А сама чувствует, как она вместе с ним удаляется от простого сюрприза, принесенного с собой, и опять ей становится тревожно и грустно; в какой мир он уводит ее?
Он был высокий, в сером пальто, с расчесанной волосок к волоску светло-русой бородой; палка у него была черная, блестящая, с рукояткой из слоновой кости, и такой солидный человек стал на колени перед певучим деревом и долго слушал...
— Милая Инна! Я увидал в этом, что новый мир не бред мой, и я подумал тогда: «Если бы Инна была со мной!» Потом шмель запутался у меня в волосах, и я стал его освобождать, и тут явилась ко мне ты, ясная, такая светлая, и я показывал тебе шмеля, как он, удаляясь, мелькал в пронизывающих лучах солнца. Понимаешь ли ты меня, Инна?
Инна лежала, откинувшись в кресле, глаза ее были закрыты. Она чуть слышно сказала:
— Не спрашивай больше: я все понимаю.
— Могу ли я все тебе сказать, Инна?
— Все, все!
— Вот я и увидел тогда — Инна двойная: одна моя, настоящая, и другая, Инна Петровна, дочь ужасной графини. И я решил как можно скорее идти к тебе, все сказать и начать вместе борьбу с Инной Петровной... Вот я все сказал: теперь, Инна, суди меня...
Она молчала. Ему стало страшно смотреть на нее: да или нет, родная, светлая Инна или Инна Петровна?
Она молчала. Он обернулся. Это была в кресле ни та, ни другая: женщина лежала с закрытыми глазами, сгорающая...
Алпатов очнулся и вдруг сам сделался таким же, как и она. Все загорелось, и это новое стало больше всего. Он бросается к ней, лицо его у нее на коленях, в крепких руках такая маленькая, и это уже все, это настоящее.
...Друг мой, я возвращаюсь к светолюбивой березе. Этот взлелеянный мной образ мне помешал. Да, когда время пришло, меня пленила не такая, а совсем обыкновенная маленькая женщина. Она бежала от меня наполовину с мечтой о женской свободе, как все живое бежит от самца, и наполовину с желанием, чтобы я догнал ее и овладел. И как же просто оказалось потом все, что делают все обыкновенные умелые люди. Но меня от этого уменья удержал образ светолюбивой березы; смущенный, отступил я, стыдясь в себе «зверя» и, страдая, предоставил свободу маленькой женщине...
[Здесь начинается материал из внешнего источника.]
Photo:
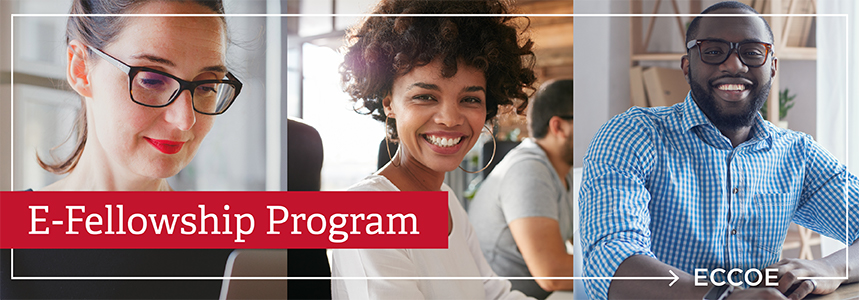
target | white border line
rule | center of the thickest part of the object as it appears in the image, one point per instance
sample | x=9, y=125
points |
x=12, y=118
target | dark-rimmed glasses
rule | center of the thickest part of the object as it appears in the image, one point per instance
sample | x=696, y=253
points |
x=154, y=88
x=715, y=52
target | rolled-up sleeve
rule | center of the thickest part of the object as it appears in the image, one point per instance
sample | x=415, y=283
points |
x=829, y=201
x=614, y=216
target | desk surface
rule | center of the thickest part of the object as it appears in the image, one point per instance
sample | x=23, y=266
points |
x=844, y=292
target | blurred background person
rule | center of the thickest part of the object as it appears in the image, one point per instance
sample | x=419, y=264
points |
x=523, y=211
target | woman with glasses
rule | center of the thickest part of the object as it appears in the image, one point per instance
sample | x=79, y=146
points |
x=150, y=87
x=150, y=90
x=435, y=82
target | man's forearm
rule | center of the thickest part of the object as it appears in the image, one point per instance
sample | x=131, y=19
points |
x=646, y=266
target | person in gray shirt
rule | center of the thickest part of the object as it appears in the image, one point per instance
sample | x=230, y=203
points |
x=523, y=211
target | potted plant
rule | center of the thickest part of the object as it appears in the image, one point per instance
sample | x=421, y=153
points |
x=786, y=102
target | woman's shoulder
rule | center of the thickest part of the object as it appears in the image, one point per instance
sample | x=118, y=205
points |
x=373, y=183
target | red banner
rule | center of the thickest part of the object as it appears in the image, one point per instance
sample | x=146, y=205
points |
x=224, y=220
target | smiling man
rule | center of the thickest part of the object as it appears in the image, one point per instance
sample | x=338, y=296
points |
x=708, y=184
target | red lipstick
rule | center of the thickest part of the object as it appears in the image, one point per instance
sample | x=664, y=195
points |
x=165, y=146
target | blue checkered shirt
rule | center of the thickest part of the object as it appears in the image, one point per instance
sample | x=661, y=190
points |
x=665, y=183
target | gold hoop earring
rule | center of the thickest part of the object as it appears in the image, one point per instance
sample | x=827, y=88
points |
x=491, y=157
x=387, y=141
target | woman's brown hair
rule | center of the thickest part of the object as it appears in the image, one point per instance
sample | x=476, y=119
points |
x=98, y=32
x=382, y=48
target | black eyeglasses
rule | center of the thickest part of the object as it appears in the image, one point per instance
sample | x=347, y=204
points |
x=154, y=88
x=715, y=52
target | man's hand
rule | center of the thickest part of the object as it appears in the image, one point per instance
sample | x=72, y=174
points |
x=788, y=271
x=762, y=293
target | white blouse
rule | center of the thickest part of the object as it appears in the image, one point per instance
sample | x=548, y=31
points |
x=463, y=258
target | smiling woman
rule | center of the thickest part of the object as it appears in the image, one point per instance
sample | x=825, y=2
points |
x=435, y=82
x=150, y=87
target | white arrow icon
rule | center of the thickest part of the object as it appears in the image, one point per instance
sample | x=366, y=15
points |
x=674, y=278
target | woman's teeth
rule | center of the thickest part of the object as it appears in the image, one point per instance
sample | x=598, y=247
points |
x=442, y=142
x=731, y=87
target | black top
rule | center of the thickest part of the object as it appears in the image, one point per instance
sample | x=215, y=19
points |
x=112, y=262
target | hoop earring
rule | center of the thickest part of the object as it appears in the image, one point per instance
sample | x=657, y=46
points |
x=491, y=157
x=387, y=141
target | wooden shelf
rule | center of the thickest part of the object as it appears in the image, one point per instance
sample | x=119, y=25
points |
x=797, y=53
x=657, y=56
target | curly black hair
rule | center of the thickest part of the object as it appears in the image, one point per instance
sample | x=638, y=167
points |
x=383, y=47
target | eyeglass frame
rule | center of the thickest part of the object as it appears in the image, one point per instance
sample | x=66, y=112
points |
x=733, y=47
x=183, y=84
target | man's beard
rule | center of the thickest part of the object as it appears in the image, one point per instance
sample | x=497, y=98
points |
x=722, y=120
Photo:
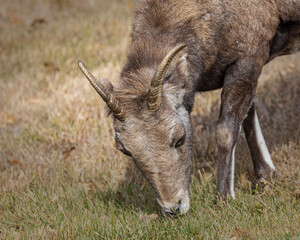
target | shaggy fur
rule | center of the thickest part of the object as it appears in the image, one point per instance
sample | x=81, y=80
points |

Случайно движение руки задело у Инны ее локоны, и Алпатов увидел что-то в ней новое. Он оставил ее колени и обратился туда, к лицу: ведь и это все было свое. За локонами ему открылся невиданный лоб, такой большой, прекрасный. Но лицо Инны совсем переменилось. Нет, через это не утратилась прелесть его Инны, но весь пожар как бы мгновенно погас, и ему стало совершенно как в детстве, когда он с таким страхом крался в спальню Марьи Моревны и увидел ее спящую и дрожащим голосом позвал: «Марья Моревна!» А потом оказалось, бояться-то было нечего: Марья Моревна просто взяла его к себе на кровать.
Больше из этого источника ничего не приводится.